Alex Steyermark, director of Prey for Rock and Roll and One Last Thing... will direct Kyle Gallner of recent A Nightmare on Elm Street fame as well as Warehouse 13 star Allison Scagliotti and Tania Raymonde of Lost in the upcoming film Losers Take All. The picture began principal photography earlier this week in and around Memphis, Tennessee. The cast also includes Alexia Rasmussen (Listen to Your Heart), Aaron Himelstein (Joan of Arcadia, The Informers), Billy Kay (Yelling to the Sky), Adam Herschman (Soul Men, Accepted) and newcomer Peter Brensinger.

Losers Take All, set in the world of mid-1980's American independent rock music, follows a fictional punk/pop band "The Fingers" as they stumble, stagger and strum their way in what everyone thinks is the opposite direction of success--commercial or otherwise.
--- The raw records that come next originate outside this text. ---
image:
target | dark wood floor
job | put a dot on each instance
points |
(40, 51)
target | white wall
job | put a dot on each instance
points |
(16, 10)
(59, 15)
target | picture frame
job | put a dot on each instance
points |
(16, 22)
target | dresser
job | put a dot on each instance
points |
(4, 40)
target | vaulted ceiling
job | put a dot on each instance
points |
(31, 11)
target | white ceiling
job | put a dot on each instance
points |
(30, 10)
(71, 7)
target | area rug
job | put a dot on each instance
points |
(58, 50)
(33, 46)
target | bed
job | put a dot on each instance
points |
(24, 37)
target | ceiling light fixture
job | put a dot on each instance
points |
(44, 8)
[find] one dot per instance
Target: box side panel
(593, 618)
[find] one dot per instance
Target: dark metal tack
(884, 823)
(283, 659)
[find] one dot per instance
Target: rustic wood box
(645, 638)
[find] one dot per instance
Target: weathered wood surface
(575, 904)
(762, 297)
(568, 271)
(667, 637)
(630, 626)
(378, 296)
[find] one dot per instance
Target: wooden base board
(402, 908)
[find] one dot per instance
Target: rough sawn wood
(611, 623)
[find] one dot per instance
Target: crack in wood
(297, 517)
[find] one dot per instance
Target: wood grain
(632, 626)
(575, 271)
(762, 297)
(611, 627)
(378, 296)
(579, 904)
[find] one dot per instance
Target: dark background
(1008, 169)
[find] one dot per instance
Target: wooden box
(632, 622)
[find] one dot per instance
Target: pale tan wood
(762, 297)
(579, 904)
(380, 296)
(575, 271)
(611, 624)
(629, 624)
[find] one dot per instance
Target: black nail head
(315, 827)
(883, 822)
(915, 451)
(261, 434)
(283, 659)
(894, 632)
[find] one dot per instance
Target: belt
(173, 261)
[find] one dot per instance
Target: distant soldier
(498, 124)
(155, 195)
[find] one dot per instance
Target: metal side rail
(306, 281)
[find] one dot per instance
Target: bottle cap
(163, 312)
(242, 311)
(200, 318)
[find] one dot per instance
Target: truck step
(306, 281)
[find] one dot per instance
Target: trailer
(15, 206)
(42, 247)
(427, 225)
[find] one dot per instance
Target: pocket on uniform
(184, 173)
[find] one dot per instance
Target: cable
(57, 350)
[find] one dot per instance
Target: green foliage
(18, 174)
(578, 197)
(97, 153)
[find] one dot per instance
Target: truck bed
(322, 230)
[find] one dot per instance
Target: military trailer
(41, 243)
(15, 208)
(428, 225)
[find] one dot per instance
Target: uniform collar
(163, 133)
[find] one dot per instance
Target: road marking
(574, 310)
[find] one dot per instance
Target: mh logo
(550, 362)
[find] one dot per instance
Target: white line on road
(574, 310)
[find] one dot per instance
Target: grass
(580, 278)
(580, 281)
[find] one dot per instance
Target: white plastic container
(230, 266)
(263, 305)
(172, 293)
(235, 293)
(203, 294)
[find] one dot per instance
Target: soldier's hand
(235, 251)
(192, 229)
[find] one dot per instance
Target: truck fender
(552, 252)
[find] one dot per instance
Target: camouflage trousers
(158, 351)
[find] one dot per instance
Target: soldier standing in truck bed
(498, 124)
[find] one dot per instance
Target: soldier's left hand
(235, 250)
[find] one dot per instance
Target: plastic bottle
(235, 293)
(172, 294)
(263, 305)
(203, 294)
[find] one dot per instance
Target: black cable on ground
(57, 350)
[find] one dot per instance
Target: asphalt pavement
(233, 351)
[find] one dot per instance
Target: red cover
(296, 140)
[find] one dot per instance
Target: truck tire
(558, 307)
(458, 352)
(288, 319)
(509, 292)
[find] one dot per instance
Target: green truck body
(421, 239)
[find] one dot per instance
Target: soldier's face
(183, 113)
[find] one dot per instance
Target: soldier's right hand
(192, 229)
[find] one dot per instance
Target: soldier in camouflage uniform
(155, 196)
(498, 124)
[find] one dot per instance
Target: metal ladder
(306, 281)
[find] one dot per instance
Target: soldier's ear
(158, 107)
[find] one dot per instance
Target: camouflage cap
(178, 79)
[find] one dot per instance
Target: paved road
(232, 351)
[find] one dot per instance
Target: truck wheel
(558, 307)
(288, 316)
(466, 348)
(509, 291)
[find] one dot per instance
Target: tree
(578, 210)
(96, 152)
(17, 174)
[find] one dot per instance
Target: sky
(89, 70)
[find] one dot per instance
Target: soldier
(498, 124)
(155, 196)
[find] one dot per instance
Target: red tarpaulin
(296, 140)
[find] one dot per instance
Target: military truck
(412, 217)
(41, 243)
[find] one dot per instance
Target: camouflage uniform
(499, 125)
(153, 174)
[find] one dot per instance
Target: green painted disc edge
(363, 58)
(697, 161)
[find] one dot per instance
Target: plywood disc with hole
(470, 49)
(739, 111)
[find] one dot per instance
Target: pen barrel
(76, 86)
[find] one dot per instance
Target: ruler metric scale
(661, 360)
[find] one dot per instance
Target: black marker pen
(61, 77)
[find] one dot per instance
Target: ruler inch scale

But they are in the right place at the right time and the public is eager to embrace the D.I.Y. sounds of the underground, whether those in the underground-"The Fingers" included-like it or not. It's a raucous love letter to an era when for most bands, life meant touring around the country in a cramped van, sleeping on the floors of strangers, selling your records after each show, and where fans were earned through powerful live shows at small clubs, reviews in 'zines, and do-it-yourself promotions.

Top-Forty musician Marshall Crenshaw, who co-penned the Golden Globe and Grammy nominated title track to the hit comedy Walk Hard: The Dewey Cox Story, will work with the actors to put together a band whose sound recalls the Indie/Punk/D.I.Y. days of 1980's college radio. This past winter, he and Memphis' own Scott Bomar produced and recorded original songs for the film at Bomar's Electrophonic Recording with local Memphis musicians.

Losers Take All was written by Andrew Pope and Winn Coslick, from a story by Roger Rawlings and Ed Bradin. The film will be produced by Mike S. Ryan (Life During Wartime, Junebug, Palindromes), Andrew Pope and Winn Coslick. The Executive Producers are Andrew Meyer (The Breakfast Club, Fried Green Tomatoes) and Roger Rawlings.